China's 104 mutual funds returned to profitability last year as a result of the upsurge on steelmaking, petrochemical and auto stocks, which they bought into heavily amid optimism that China's booming economy would be translated into profit growth for these companies.
The mutual funds, which manage around 160 billion yuan (US$19.28 billion) of combined assets, posted an aggregate return of 929 million yuan last year, compared with a loss of 3.64 billion yuan the year before, according to the summary report of the funds' annual reports.
The 10.57 percent gain on the A-share markets in Shanghai and Shenzhen, led by companies with business in steelmaking, petrochemical, auto manufacturing and power supply companies, helped the mutual funds to make a turnaround after losses for two consecutive years.
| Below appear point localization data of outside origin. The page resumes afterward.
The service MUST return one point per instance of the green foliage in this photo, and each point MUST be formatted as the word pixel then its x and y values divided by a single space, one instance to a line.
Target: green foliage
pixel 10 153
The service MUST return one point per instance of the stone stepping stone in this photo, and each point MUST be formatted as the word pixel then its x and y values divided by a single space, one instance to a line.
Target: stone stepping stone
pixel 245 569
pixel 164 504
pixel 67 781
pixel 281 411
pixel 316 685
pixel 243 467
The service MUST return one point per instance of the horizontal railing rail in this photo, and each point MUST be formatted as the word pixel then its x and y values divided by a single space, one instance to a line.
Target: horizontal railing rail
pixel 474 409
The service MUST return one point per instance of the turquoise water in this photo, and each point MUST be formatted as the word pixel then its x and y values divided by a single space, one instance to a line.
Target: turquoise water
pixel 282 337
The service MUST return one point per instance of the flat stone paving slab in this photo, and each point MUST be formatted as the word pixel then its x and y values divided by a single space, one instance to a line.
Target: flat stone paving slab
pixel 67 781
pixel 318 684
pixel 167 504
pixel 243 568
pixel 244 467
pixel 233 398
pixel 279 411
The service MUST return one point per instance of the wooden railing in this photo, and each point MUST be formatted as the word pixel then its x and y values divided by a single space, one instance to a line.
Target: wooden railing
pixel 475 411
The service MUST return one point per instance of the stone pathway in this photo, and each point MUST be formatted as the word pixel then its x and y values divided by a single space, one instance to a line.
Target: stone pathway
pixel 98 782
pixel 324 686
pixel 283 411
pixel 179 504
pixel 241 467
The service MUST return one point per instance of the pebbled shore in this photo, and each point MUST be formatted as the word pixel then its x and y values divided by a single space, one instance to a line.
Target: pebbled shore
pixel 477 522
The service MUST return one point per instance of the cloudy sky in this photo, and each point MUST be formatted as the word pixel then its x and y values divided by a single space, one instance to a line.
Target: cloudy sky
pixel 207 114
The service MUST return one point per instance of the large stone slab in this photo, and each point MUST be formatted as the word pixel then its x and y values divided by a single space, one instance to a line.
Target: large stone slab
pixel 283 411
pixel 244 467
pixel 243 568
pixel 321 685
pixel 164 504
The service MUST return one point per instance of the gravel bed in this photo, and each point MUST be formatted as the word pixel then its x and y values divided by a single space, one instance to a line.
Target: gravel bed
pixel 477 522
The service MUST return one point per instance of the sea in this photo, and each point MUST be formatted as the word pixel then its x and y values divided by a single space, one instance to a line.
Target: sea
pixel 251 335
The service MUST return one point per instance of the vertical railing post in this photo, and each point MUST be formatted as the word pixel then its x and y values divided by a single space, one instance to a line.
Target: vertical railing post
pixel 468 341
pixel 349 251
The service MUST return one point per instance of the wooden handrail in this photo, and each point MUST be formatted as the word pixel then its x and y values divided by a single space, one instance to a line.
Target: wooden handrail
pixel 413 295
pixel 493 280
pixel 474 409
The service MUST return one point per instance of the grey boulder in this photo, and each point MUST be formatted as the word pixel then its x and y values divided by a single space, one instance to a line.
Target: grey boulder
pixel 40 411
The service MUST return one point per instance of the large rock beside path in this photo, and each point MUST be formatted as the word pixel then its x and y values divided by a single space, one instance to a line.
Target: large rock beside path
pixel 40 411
"In China, the yardstick measuring the performance of mutual funds is quite simple: so long as they can make money for investors," said analyst Lu Liang with China Securities Co Ltd. "Investors here do not care as much whether funds outperform the market or not, as foreign investors do."
The mutual funds invested heavily in companies with large capitalizations, such as Baoshan Iron and Steel Co Ltd and China Petroleum and Chemical Corp, since last year, betting that China's breakneck economic growth would fuel the demand for raw materials and boost profitability of these companies.
That highlighted a shift in the equity investment strategy in the domestic stock markets with small-caps falling from favor. That is a segment which often saw share prices shoot up due to their easier exposure to manipulations.
"Share prices did not match the growth potentials for these companies," said analyst Dai Ming with Fucheng Securities Co Ltd. "Fund managers got it right for not investing in such stocks. Steelmaking, petrochemical and auto manufacturers are all cyclic stocks, which means that the benefits of the economic growth can be shared for investing in these firms."
With china's economy growing by 9.1 percent last year, the demand for raw materials surged as the country needed more oil to fuel power stations and factories as well as more steel for auto making, translating into the fast earnings growth for listed firms representing these sectors.
For instance, Baoshan Iron and Steel reported a 64 percent earnings increase for 2003, justifying a 72 percent gain on its share price last year.